A strategic multiplayer RPG tabletop game where players traverse a vast world map to uncover quests, manage resources, and engage in tactical combat — all governed by a unique dual-board system that separates exploration from combat.
A strategic multiplayer RPG tabletop game where players traverse a vast world map to uncover quests, manage inventory, and engage in tactical combat. Inspired by classic RPGs like Warcraft III and Heroes of Might and Magic III.
To create an immersive adventure experience that balances free-form exploration with structured tactical combat — giving players both the freedom of an open world and the depth of a dedicated battle system.
Managing the transition between macro-scale exploration (World Map) and micro-scale strategy (Combat Board) without breaking the game's narrative flow or overwhelming players with rule-switching.
Lead Game Designer & System Architect (Solo Project). Developed the core RPG framework including the quest branching system, character progression, and the dual-board combat mechanics. Designed all physical components including game boards, attribute sheets, tokens, and instruction manual.

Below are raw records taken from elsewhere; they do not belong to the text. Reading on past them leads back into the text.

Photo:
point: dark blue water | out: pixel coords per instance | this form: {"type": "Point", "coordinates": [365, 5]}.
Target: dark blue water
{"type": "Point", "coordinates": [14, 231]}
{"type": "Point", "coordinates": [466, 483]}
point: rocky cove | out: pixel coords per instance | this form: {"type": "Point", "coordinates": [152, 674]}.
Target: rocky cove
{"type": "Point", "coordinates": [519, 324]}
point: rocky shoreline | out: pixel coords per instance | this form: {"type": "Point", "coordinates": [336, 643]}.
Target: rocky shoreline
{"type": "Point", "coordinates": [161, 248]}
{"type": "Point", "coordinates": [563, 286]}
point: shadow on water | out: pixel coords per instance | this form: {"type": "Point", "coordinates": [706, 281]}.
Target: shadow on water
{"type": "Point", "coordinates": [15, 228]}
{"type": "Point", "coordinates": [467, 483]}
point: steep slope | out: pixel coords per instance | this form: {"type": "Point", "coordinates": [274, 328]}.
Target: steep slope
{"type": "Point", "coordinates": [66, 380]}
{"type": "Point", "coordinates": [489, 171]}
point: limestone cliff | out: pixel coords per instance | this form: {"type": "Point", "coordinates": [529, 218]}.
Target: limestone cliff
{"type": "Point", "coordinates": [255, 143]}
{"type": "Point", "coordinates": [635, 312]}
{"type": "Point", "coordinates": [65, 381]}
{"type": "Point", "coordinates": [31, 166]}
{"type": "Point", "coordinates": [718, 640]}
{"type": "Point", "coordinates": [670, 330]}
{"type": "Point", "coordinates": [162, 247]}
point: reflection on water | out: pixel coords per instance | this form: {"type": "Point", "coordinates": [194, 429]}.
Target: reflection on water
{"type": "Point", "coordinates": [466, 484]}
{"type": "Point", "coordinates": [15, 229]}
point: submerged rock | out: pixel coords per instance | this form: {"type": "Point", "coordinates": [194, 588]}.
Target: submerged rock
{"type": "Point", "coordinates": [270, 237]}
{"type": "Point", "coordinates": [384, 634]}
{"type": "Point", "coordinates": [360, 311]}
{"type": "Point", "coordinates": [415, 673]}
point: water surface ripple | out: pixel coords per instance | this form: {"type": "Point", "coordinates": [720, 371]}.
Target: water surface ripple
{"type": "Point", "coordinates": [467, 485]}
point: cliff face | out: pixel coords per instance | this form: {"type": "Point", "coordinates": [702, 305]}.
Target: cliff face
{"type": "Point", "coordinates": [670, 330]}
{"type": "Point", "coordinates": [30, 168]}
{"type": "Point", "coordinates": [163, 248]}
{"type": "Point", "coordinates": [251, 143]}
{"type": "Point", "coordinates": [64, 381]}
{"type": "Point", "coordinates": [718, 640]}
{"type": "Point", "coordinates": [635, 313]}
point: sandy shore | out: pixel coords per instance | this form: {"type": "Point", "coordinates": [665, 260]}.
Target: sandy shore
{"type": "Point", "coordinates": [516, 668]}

To focus on complex system design, visual assets (icons and map textures) were adapted from Warcraft III and Heroes of Might and Magic III. My primary contribution lies in the mechanics orchestration and information architecture — how all systems connect.

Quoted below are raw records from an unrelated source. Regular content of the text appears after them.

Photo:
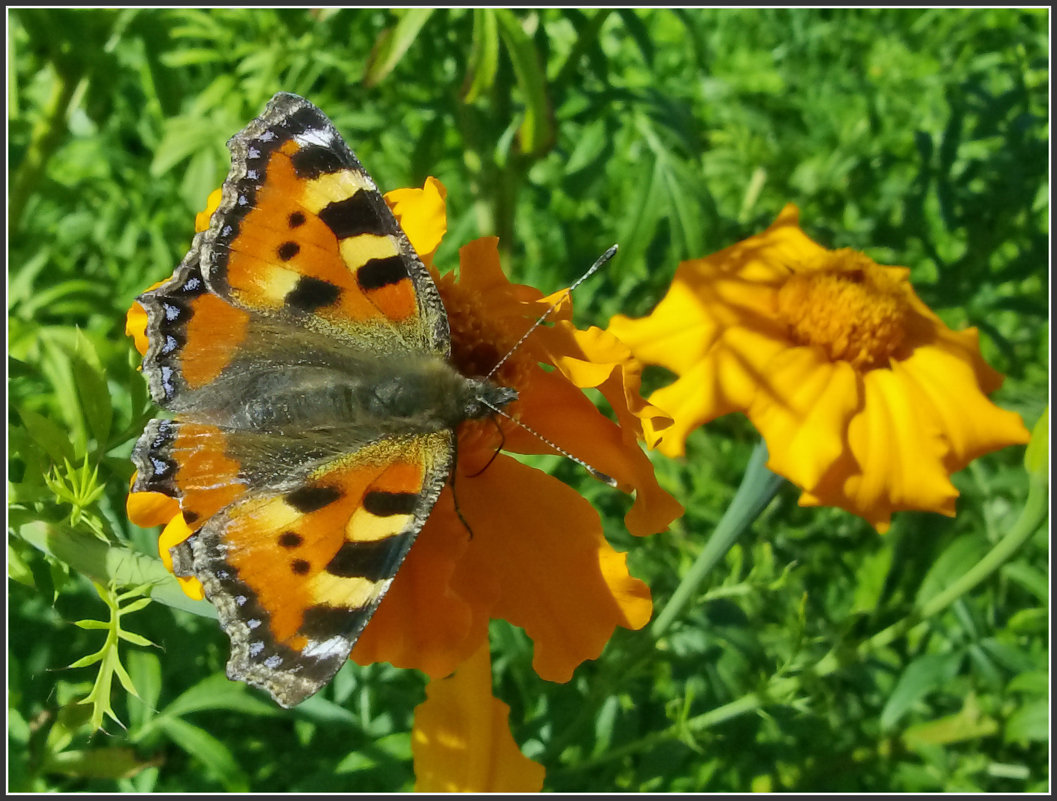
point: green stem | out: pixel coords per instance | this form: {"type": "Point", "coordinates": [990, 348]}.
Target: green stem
{"type": "Point", "coordinates": [758, 487]}
{"type": "Point", "coordinates": [585, 40]}
{"type": "Point", "coordinates": [103, 563]}
{"type": "Point", "coordinates": [45, 138]}
{"type": "Point", "coordinates": [780, 688]}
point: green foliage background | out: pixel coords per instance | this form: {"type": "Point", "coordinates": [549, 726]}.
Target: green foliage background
{"type": "Point", "coordinates": [921, 136]}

The Global Map is the primary interface for exploration. Players move across tiles to trigger random encounters, collect story-driven quests, and manage inventory. Each move carries a potential narrative consequence — transforming a simple move-and-collect game into a dynamic adventure.
Features: Fog of War · Quest Triggers · Resource Nodes · NPC Encounters
When a conflict triggers, the game shifts to a dedicated Combat Board. This secondary space allows for deeper tactical positioning and skill execution, completely separate from the exploration phase — avoiding visual clutter on the world map.
Features: Spatial Tactics · Flanking Bonuses · Skill Cards · Turn-Based Resolution
By separating combat onto its own board, spatial tactics like flanking and terrain bonuses become possible — things impossible to manage on a high-level exploration map.
The world exploration grid. Players place tokens to traverse biomes, trigger quests, and reveal the Fog of War as they explore.
Dual-panel combat board revealing hidden terrain as battles unfold. Creates information asymmetry and strategic uncertainty.
The "Stat-Matrix" — each player's personal tracking sheet for Attack, Armor, HP, and EXP. Tokens slide along axes to track progression dynamically.
Records combat rounds with initiative-attack and defensive-position columns. Ensures transparent, auditable battle resolution across up to 5 rounds.
Character identity tokens for heroes, NPCs, and creeps. Visual shorthand for allegiance and unit type on both boards.
Physical tokens for equipment, skills, trees, and currency. Tangible inventory management that keeps the game state visible to all players.
Designed the Global Map as the primary exploration interface. Players move across tiles to trigger random encounters, collect story-driven quests, and manage their inventory. Every tile has the potential to shift the narrative — exploration is never just movement.
When a conflict triggers, the game shifts to the dedicated Combat Board. I designed this secondary space to allow for deeper tactical positioning and skill execution, completely separate from the exploration phase. This keeps the world map uncluttered while giving combat the spatial richness it deserves.
Created a "Stat-Matrix" to balance character leveling across Attack, Armor, HP, and EXP axes. Through iterative playtesting, I ensured that as the "Adventure" progresses, the "Combat" complexity scales accordingly — preventing early-game dominance and keeping late-game players engaged with meaningful power curves.
Separating combat from the world map avoids visual clutter and unlocks spatial tactics (flanking, terrain bonuses) impossible to manage on a high-level exploration map. Two boards, two cognitive modes, one seamless game.
A quest-trigger system ensures every move on the map has a potential story consequence. This transforms a simple move-and-collect game into a dynamic narrative experience where player agency feels meaningful.
Instead of paper-and-pen bookkeeping, the Attribute Value Board uses sliding tokens on a grid matrix. Every player's stats are always visible to the table — reducing cognitive load and increasing social tension.
The Fog of War panel creates information asymmetry in combat — players must decide whether to commit actions on imperfect information. A simple physical mechanic that generates enormous strategic depth.
A high-fidelity RPG prototype with a complete set of physical components: Quest Cards, Hero Sheets, Attribute Matrix, Battle Settlement Board, and a full token set for trees, heroes, NPCs, skills, creeps, equipment, and items.
Managing a multiplayer RPG taught me how to streamline complex data (stats/items) into a user-friendly physical UI — information design isn't just for screens. Every physical component is a UI decision.
This project fundamentally changed how I think about information architecture. A tabletop RPG is essentially a multi-user database with a physical interface — every component is a data structure, every rule is a function. Designing the Stat-Matrix taught me that the hardest design problem isn't creating complexity, it's making complexity legible. When four players can glance at a table and instantly understand the state of the entire game, that's good design.